Spandex held a Toxic Orb, which immediately poisoned her, but thanks to her Poison Heal ability this meant she instead regenerated health every turn. Combine that with Drain Punch (which restored HP based on damage) and she was a health-regeneration machine. And when things got rough, she could shake-up the status quo by using Metronome to fire a randomly-chosen move from every possibility in the game, or even Transform to shapeshift into her enemy. This all made her a blast to use, and she wasn’t even overpowered because Spinda’s stats are among the most garbage in the history of Pokemon. She played like a drunken monk from an anime, getting repeatedly beaten to within an inch of her life but suddenly busting out random super-Saiyan attacks to regenerate back to full health. Unfortunately, Pokemon Bank quickly recognized that she was hacked beyond all belief, and she wasn’t invited to migrate forward into Pokemon Home with the rest of her team. Spandex remains alone in my copy of Black 2, spending her post-Championship retirement in silent meditation.
Lost Soul 4: Otaku the Cosplay Pikachu
I have a pair of rules I always live by when playing Pokemon games: No using legendaries, and no using gimmick event Pokemon. I want my team to be on even footing with the NPCs, and I want my Pokemon to be transferrable out after I’ve finished the game. I’m not sure why I broke my own rule for Otaku, except that she was just so unbelievably useful.
When it came time to play OmegaRuby, I replicated the lost team that I used back in my Ruby days, but I dropped Sharpedo for the ultra-versatile Cosplay Pikachu unique to this game. Much like my favorite Pokemon Rotom, Cosplay Pikachu can swap out her outfit to gain access to a bunch of different moves that let her specialize as different types. This made her super versatile as she could swap her moves around to best counter the upcoming gym. Her compatibility with the Light Ball and usefulness in Pokemon Contests certainly didn’t hurt either.
Unfortunately I was setting myself up for heartbreak, since Cosplay Pikachu had always come with the caveat that she wouldn’t be transferrable out of her current game.
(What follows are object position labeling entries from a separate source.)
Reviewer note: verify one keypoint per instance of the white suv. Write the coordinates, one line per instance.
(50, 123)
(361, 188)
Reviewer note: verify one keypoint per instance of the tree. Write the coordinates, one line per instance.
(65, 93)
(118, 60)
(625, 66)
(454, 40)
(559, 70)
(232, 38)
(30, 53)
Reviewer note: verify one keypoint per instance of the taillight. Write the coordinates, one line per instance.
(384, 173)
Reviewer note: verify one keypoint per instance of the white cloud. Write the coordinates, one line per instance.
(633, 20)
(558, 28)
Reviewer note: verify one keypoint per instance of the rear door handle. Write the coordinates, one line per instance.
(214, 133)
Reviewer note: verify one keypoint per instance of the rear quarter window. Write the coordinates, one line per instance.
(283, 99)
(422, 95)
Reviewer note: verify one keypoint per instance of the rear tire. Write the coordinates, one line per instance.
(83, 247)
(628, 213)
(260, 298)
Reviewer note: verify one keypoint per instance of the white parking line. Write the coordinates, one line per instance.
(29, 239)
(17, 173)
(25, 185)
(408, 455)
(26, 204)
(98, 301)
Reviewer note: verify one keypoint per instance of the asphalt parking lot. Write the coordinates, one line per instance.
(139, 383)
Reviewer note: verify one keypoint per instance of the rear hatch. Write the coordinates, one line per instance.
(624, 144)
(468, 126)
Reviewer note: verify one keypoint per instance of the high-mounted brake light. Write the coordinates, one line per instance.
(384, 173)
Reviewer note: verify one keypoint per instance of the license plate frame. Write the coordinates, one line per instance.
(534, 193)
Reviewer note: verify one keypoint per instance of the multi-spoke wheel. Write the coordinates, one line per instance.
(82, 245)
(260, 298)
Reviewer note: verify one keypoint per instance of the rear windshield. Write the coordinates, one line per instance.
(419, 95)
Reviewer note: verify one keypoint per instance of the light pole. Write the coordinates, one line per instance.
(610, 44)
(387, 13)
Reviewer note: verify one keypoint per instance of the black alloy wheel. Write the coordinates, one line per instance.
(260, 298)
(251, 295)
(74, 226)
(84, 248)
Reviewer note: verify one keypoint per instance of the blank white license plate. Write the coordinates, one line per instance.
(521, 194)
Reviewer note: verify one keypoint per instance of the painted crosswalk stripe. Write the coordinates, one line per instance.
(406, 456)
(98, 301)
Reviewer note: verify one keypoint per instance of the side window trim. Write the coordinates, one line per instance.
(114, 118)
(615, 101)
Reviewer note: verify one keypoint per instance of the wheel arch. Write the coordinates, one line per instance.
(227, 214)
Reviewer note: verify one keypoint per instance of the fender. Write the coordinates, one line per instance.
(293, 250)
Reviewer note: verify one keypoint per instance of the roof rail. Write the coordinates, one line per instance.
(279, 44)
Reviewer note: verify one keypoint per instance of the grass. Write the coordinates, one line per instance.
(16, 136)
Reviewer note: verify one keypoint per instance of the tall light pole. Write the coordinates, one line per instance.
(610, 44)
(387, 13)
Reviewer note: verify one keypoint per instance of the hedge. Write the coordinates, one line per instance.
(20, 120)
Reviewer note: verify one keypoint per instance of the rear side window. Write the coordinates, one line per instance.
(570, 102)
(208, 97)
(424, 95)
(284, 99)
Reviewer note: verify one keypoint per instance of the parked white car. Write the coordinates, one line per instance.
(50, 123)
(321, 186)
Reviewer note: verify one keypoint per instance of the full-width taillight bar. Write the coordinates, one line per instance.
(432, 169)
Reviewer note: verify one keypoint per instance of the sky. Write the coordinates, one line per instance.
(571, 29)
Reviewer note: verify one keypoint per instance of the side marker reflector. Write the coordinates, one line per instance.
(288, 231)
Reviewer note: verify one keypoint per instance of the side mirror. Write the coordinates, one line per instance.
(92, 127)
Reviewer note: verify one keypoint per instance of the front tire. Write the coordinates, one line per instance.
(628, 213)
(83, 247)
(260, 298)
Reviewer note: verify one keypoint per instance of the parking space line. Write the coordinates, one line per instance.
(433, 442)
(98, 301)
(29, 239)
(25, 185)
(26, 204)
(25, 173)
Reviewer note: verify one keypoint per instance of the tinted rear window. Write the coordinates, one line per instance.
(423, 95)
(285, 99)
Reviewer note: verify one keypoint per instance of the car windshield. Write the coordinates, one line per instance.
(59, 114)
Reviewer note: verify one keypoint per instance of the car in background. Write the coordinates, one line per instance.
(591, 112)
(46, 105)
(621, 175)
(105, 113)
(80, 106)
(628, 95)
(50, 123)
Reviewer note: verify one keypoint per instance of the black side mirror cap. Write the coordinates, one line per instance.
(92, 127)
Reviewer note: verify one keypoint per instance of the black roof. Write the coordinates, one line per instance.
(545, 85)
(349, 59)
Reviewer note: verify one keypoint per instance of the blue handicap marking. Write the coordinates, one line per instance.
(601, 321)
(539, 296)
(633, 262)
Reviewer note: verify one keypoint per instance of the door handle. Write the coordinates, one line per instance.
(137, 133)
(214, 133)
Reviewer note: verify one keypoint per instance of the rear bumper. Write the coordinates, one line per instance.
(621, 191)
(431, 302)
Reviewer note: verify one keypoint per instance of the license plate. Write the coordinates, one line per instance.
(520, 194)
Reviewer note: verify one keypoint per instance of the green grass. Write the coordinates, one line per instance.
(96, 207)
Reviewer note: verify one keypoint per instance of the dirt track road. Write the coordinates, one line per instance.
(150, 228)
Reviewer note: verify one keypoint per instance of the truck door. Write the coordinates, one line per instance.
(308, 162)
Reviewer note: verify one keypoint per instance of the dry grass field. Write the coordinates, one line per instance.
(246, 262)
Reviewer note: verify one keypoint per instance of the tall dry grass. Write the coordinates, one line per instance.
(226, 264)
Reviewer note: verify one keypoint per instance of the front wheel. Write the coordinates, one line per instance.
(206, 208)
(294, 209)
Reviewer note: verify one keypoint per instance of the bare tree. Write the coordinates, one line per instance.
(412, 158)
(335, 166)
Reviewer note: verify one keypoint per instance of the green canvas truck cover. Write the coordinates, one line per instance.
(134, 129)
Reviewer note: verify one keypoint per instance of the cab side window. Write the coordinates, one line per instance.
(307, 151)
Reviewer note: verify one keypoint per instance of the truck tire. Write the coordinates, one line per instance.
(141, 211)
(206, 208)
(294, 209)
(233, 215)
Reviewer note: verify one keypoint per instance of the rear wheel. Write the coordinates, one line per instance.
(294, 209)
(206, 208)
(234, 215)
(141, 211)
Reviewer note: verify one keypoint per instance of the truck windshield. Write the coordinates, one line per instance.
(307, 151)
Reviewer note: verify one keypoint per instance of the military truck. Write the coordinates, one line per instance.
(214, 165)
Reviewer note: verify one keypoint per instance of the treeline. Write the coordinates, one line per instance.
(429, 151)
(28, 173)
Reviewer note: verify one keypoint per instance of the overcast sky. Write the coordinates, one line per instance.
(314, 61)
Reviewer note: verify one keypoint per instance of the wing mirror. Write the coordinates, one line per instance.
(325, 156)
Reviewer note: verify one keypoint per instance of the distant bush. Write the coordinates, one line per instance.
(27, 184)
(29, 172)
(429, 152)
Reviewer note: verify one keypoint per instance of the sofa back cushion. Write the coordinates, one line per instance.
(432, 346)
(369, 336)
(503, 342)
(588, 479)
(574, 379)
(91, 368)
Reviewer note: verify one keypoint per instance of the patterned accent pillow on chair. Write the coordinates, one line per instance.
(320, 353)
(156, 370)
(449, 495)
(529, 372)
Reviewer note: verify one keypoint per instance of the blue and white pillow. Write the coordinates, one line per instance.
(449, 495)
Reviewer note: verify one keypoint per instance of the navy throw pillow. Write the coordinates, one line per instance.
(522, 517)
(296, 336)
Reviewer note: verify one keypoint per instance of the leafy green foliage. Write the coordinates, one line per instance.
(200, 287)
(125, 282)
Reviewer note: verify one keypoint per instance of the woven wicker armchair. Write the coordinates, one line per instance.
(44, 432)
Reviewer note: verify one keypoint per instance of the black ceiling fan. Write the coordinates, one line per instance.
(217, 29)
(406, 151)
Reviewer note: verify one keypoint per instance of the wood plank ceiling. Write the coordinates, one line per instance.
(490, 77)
I totally knew this, but it was easy to ignore until the time finally came that I’d beaten everything there was to do in OmegaRuby. When Pokemon Moon arrived in the mail, Otaku’s teammates solemnly bid her adieu and moved onto newer pastures.
But in conclusion, these exceptions prove just how solid the norm is. It’s pretty amazing that my list of lost Pokemon is this short considering how many survived the migrations from different games over different generations, on different consoles, using completely different hardwares. And every example on this list has an extenuating circumstance justifying why they didn’t make the cut; I’ve never lost a single Pokemon from transfer failure or any sort of bug/glitch that was on Nintendo’s end. That’s actually pretty incredible at the end of the day.